Department of Infectious Diseases
Center for Tropical and Emerging Global Diseases
2019- Present
Kyle Lab Research
In January 2020, I joined Dr. Dennis Kyle’s lab and upon return to lab after quarantine in June 2020, I began developing my project based on expanding current methods of examining Artemisinin resistance in Plasmodium falciparum to include the evasive, drug-induced dormant forms. Dormancy is an innate survival mechanism seen across taxa and Plasmodium falciparum, a major public health concern and pathogen responsible for malaria, utilizes dormancy to evade drug pressure and other noxious external stimuli. Once drug pressure is removed, the parasite later recrudesces to cause recurrent infections that facilitate the acquisition and spread of resistance genes. Mechanisms underlying selection pressure of genes conferring Artemisinin resistance and the interaction of the innate survival mechanism of dormancy on the acquisition of inheritable resistance remains elusive. My dissertation aims to optimize and utilize novel high-content imaging and microscopy methods to elaborate on the dormancy phenotypes and recovery timeline of Artemisinin-induced dormant parasites.
Presentations
a. Mendiola, V. “Visualization and quantification of Artemisinin induced dead and dormant Plasmodium falciparum”. [Poster]. CTEGD 2022 Symposium. Athens, GA. 2022.
b. Mendiola, V. “Visualization and quantification of Artemisin-induced dead and dormant Plasmodium falciparum”. [Talk]. Gordon Research Conference: Biology of Host-Parasite Interactions 2022. Newport, RI. 2022.
Collaborative Work
Manestch Lab
Early into my training in the Kyle lab, I had the opportunity to collaborate with the Manestch lab at Northeastern University examining novel mono- and bis-peroxide bridged Artemisinin dimers and their effect on Plasmodium in vitro. For this project I contributed by performing an extended version of the standard and morphological based ring-stage survival assay (RSA) using the synthesized compounds. My results validated that bis-peroxide derived artemisinin dimers are similarly, if not slightly more, potent than their mono-peroxide analogs.

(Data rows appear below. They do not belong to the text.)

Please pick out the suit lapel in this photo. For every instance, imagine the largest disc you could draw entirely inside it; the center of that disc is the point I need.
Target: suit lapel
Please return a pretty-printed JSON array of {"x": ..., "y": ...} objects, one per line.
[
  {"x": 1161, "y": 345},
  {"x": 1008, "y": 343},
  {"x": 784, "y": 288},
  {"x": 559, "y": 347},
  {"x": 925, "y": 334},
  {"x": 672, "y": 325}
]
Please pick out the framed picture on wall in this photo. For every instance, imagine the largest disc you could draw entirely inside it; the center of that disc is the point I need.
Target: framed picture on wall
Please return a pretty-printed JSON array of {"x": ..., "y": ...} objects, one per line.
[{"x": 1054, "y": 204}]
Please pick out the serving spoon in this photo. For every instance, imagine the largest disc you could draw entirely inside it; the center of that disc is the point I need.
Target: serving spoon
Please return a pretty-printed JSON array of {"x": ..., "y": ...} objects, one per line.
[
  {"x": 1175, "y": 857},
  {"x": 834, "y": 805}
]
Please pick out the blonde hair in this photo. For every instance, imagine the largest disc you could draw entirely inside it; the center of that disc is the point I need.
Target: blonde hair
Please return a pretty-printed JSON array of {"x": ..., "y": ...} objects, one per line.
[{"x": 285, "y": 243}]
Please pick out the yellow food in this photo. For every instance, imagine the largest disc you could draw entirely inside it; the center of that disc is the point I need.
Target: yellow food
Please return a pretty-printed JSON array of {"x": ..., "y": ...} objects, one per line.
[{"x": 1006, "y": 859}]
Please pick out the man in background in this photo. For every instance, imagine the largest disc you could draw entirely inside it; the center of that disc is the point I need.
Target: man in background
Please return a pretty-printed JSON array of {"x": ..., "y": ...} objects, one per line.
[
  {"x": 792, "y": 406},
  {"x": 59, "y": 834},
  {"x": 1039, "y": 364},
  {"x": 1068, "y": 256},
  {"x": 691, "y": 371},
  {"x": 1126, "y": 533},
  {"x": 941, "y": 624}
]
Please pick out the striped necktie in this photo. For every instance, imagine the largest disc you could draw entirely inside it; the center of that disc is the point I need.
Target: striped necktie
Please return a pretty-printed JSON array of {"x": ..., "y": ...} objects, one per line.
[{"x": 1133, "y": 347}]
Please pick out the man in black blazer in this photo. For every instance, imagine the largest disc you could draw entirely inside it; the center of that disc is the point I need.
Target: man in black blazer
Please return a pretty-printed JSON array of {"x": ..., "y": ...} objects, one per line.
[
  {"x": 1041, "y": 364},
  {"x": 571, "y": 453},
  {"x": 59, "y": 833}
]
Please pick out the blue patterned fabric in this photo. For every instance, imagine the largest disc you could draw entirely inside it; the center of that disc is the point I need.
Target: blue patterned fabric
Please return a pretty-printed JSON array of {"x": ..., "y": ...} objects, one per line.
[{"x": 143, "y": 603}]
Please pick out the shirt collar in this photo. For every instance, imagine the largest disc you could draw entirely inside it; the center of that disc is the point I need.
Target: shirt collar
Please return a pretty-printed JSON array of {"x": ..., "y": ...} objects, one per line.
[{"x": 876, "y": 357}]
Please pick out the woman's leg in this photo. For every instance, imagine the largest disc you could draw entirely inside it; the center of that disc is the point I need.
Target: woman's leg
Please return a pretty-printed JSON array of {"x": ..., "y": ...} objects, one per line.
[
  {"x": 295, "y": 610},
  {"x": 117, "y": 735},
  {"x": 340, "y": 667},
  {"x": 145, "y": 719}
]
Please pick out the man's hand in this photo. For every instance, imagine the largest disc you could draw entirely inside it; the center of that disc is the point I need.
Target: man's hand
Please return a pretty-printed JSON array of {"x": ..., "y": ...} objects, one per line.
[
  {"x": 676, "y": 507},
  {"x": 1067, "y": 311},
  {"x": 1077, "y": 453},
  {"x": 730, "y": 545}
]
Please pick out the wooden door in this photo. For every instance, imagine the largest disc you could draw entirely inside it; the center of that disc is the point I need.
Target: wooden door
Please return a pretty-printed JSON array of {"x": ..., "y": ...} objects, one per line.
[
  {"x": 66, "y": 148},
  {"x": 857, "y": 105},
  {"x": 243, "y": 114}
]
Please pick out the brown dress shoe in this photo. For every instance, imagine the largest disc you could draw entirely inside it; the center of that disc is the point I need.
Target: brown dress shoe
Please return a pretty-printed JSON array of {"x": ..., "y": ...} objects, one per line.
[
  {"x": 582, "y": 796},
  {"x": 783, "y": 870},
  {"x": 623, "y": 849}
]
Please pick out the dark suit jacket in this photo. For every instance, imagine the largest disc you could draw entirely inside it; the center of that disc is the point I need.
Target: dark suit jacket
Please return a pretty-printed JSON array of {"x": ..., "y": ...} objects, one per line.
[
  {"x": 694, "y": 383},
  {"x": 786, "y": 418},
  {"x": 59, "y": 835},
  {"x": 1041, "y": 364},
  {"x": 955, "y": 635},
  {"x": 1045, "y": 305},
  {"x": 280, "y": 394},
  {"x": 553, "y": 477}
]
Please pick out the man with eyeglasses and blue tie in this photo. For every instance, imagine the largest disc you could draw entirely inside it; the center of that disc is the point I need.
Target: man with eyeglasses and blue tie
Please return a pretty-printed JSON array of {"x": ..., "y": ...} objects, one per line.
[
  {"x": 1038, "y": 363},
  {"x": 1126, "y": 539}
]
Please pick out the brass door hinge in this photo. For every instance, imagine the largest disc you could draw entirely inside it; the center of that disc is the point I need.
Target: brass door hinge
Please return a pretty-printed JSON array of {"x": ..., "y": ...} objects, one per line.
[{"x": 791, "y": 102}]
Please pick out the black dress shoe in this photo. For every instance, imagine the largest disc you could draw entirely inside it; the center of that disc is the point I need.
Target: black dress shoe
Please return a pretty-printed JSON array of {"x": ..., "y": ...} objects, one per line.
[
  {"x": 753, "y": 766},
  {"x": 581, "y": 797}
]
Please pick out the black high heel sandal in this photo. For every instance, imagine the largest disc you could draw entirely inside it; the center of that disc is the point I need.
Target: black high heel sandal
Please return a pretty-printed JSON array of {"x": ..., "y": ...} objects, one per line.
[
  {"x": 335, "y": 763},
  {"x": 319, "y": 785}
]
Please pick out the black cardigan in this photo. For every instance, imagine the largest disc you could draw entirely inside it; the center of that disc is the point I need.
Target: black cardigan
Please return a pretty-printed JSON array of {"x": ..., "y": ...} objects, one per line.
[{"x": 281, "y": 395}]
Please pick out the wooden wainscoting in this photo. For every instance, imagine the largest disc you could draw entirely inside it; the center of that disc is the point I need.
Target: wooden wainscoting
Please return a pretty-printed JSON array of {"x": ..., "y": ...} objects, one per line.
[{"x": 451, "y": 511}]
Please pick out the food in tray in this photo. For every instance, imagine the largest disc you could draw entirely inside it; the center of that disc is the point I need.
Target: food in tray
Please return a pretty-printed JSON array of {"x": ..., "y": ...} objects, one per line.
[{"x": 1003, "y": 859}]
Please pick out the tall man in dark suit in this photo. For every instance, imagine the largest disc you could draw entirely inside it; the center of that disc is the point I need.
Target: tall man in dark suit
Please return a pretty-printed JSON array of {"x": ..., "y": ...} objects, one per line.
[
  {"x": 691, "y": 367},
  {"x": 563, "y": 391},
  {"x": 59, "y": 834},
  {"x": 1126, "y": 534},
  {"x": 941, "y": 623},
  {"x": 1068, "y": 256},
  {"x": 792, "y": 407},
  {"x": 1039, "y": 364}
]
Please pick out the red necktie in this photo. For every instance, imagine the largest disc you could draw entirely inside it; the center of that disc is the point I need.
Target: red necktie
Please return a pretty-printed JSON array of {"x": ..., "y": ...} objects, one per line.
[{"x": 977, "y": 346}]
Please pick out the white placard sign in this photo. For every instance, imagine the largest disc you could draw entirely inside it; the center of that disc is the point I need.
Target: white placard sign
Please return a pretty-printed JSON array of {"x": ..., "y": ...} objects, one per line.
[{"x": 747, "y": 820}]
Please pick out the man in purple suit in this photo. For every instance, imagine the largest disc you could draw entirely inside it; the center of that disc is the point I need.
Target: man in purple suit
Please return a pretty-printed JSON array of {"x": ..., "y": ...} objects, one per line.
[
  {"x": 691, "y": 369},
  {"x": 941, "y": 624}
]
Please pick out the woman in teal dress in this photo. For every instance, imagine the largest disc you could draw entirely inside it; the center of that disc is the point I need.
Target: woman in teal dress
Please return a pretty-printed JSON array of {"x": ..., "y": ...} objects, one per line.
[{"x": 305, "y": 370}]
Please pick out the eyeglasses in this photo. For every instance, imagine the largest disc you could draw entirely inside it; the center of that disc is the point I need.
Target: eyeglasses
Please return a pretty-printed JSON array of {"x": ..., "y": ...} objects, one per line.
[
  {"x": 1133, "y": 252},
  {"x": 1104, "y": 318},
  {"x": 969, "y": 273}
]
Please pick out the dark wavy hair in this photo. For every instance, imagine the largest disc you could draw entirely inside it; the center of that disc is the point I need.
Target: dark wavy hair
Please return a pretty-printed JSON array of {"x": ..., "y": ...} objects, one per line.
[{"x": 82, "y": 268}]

These results also contributed to the conclusion that the potency of the Artemisinin dimers does not rely on the number of peroxide bridges and only a singular peroxide bridge is necessary for antimalarial activity.
a. Lichorowic, C.L., Zhao, Y., Maher, S.P., Padin-Irizarry, V., Mendiola, V.C., de Castro, S. T., Worden, J. A., Casandra, D., Kyle, D. E., Manetsch, R. (2021). Synthesis of Mono- and Bisperoxide-Bridged Artemisinin Dimers to Elucidate the Contribution of Dimerization to Antimalarial Activity. ACS Infect. Dis.; 7,7,2013-2024.